Watching Rafael Nadal cavort about the world's tennis courts as if he were plugged into an infinitely renewable source of energy, it is no stretch to envision him tackling all aspects of life with the same manic zeal.
But Nadal, believe it or not, is not prone to scissors kicks and fist pumps when there is no racket in his left hand. The 20-year-old from Spain, also has a reflective side, and New York brings it to the fore like no other Grand Slam city.
He first visited in early 2001, not to take part in a tournament but to take part in a family vacation dreamed up by his father, Sebastian. Several members of Nadal's extended family, including grandparents and uncles, made the journey from their home on the island of Majorca to Manhattan.
PHOTO: REUTERS
One of their day trips took them to the World Trade Center, and several months later, after coming off a tennis court in Madrid, Nadal stared at the television screen like so many others that Sept. 11 and felt a personal sense of loss as the dust rose and slowly, sickeningly dissipated.
"For me, something is still missing here," he said this week. "Whenever I come back to New York, I have this sad feeling somehow. I think if I hadn't come here before the towers were destroyed, it wouldn't have changed my feelings so much about the place, but the fact I was here at that age, that changed things a lot for me. Every year I come back, I go to ground zero," he said.
Nadal has now returned four times since 2001, and although his connection with the city has deepened, he has yet to look entirely at home at the city's biggest tennis tournament and has not made it past the third round at the US Open.
His second-round losses to Younes el-Aynaoui in 2003 and Andy Roddick in 2004 were not unexpected, but last year's loss to James Blake in the third round was a genuine upset, and it left Nadal determined to show the better side of his flashy game to New Yorkers, and to himself.
"Last year was the first year where, before I came here, I had done some significant things, and I played poorly, quite poorly," he said from the confines of a chair in the presidential suite of an elegant hotel in Midtown Manhattan.
"This year, we'll see. I've always said since the beginning of the season that this was one of my big goals for the year, what I really wanted," he said.
The reviews from his early summer hard-court tournaments have not been favorable. He took a month off after Wimbledon, during which he emerged unscathed from an automobile crash in Majorca.
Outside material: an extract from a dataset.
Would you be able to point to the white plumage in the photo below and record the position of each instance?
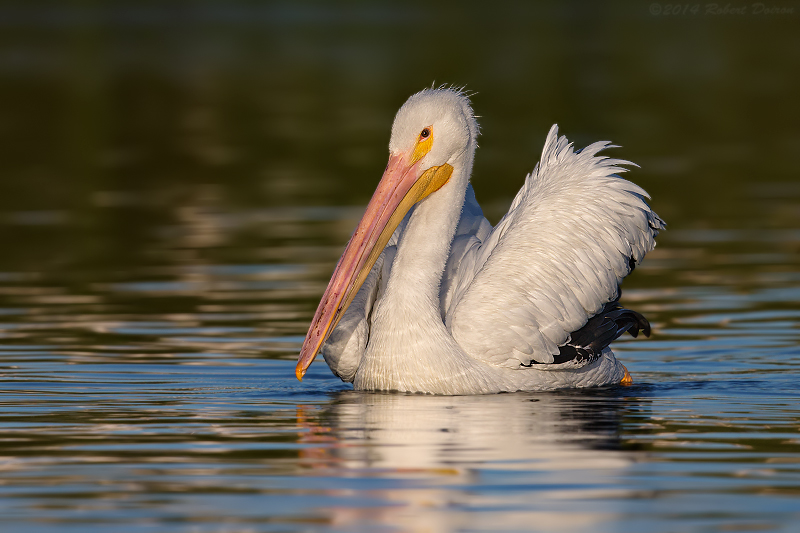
(453, 306)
He returned to the courts for the Rogers Cup in Toronto, where he lost to Tomas Berdych in the third round two weeks ago. He lost in the quarterfinals last week in Cincinnati to his resurgent countryman Juan Carlos Ferrero, a former world No. 1.
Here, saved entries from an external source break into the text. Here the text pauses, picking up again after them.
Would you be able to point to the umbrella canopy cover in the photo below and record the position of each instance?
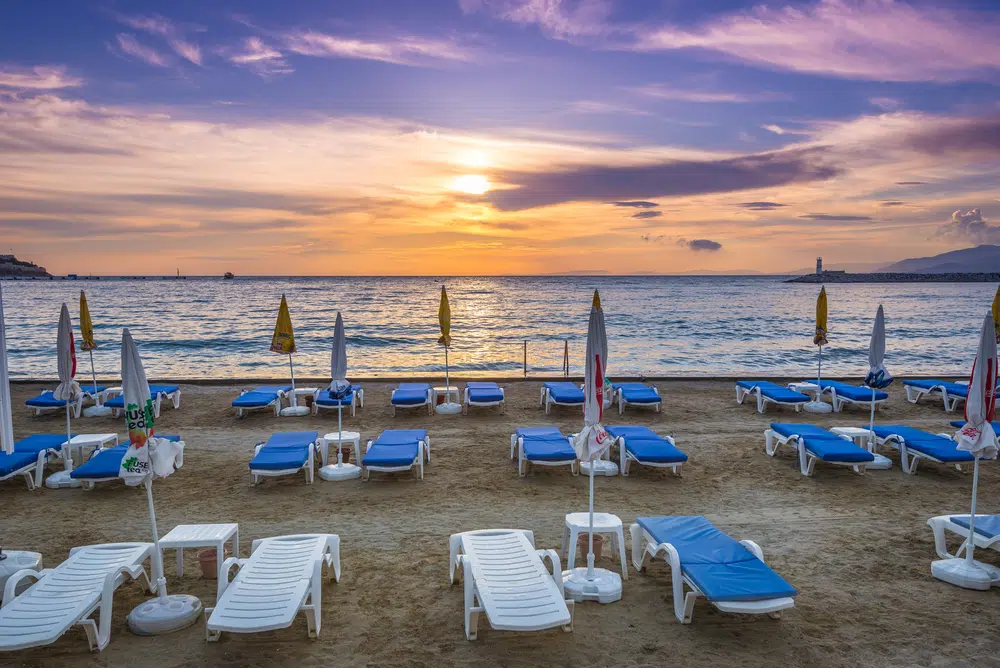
(877, 377)
(6, 417)
(593, 440)
(283, 340)
(67, 389)
(338, 359)
(977, 436)
(146, 455)
(444, 318)
(819, 338)
(86, 325)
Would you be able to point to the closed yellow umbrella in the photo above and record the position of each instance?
(444, 319)
(283, 342)
(996, 313)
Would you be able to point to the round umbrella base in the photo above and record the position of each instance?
(61, 480)
(604, 586)
(961, 573)
(340, 472)
(164, 615)
(601, 467)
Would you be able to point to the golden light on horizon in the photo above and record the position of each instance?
(472, 184)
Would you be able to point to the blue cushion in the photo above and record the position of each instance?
(722, 568)
(105, 464)
(546, 444)
(404, 454)
(326, 398)
(261, 396)
(38, 442)
(987, 525)
(854, 392)
(940, 448)
(773, 391)
(565, 393)
(953, 388)
(16, 461)
(281, 458)
(119, 401)
(484, 392)
(637, 393)
(45, 400)
(410, 394)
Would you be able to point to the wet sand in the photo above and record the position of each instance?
(857, 547)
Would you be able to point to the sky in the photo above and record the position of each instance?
(486, 137)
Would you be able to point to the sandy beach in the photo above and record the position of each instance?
(857, 547)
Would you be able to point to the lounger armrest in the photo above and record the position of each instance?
(556, 566)
(15, 580)
(227, 566)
Spanish tennis, for all its great talents in the past 20 years, has not seen anything quite like Nadal, a player with the charisma and precocious, consistent results to grab headline space from "futbol."
Carlos Moya, Nadal's fellow Majorcan, also reached No. 1 in the world (in 1999), won the French Open (1998) and wore some cutting-edge tennis apparel. But he never won 60 matches in a row on clay or had a player like Federer for a foil.
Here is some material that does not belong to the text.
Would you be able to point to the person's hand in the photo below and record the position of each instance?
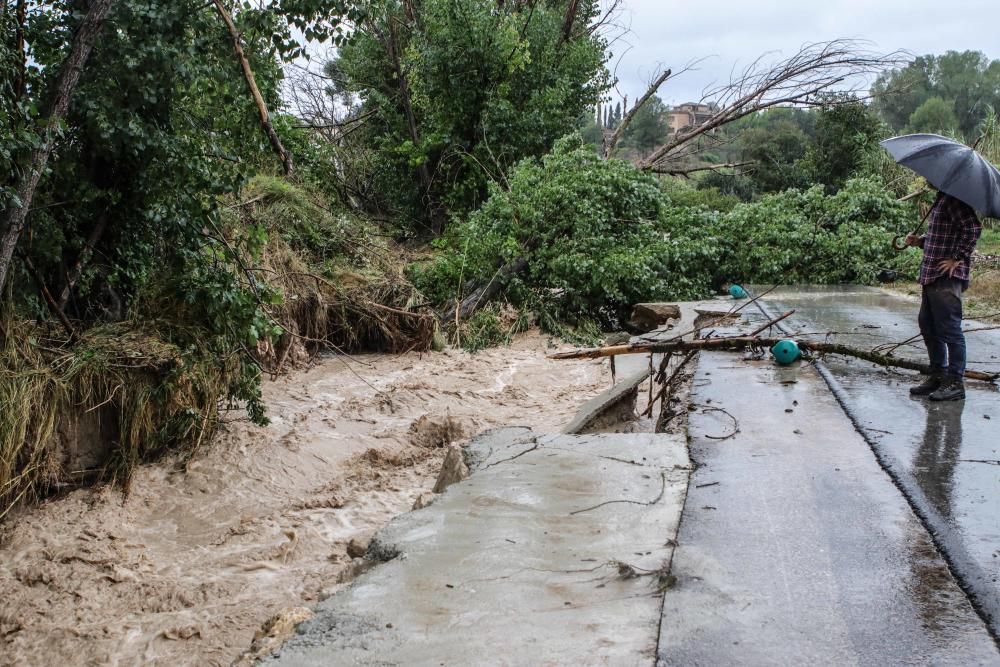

Despite a brilliant season -- one that has eliminated all lingering suspicions that Nadal could dominate only on clay -- it has not been all sweetness and light. At the start of the year, he was exercising in a swimming pool instead of behind the baseline because of a small crack in a bone in his left foot. It forced him to miss the Australian Open, a tournament where the high-bouncing surface would seem to suit his game nearly as well as the crushed red brick in Paris.
Using a new insert in his left tennis shoe, Nadal rebounded quickly, winning a hard-court tournament in Dubai in early March, beating Federer in the final. In April, he defeated Federer on clay to win in Monte Carlo, and a week later, he was in Barcelona where he beat another Spaniard, Tommy Robredo, for the title.
Nadal's quarter of the draw for the US Open is hardly the roughest. His first-round opponent is Mark Philippoussis, the Australian who rarely plays the way he did when he reached the US Open final in 1998.
But if Nadal is to make the transition from slightly melancholy New York tourist to champion, he will have to play much more convincing hard-court tennis than he has so far this year.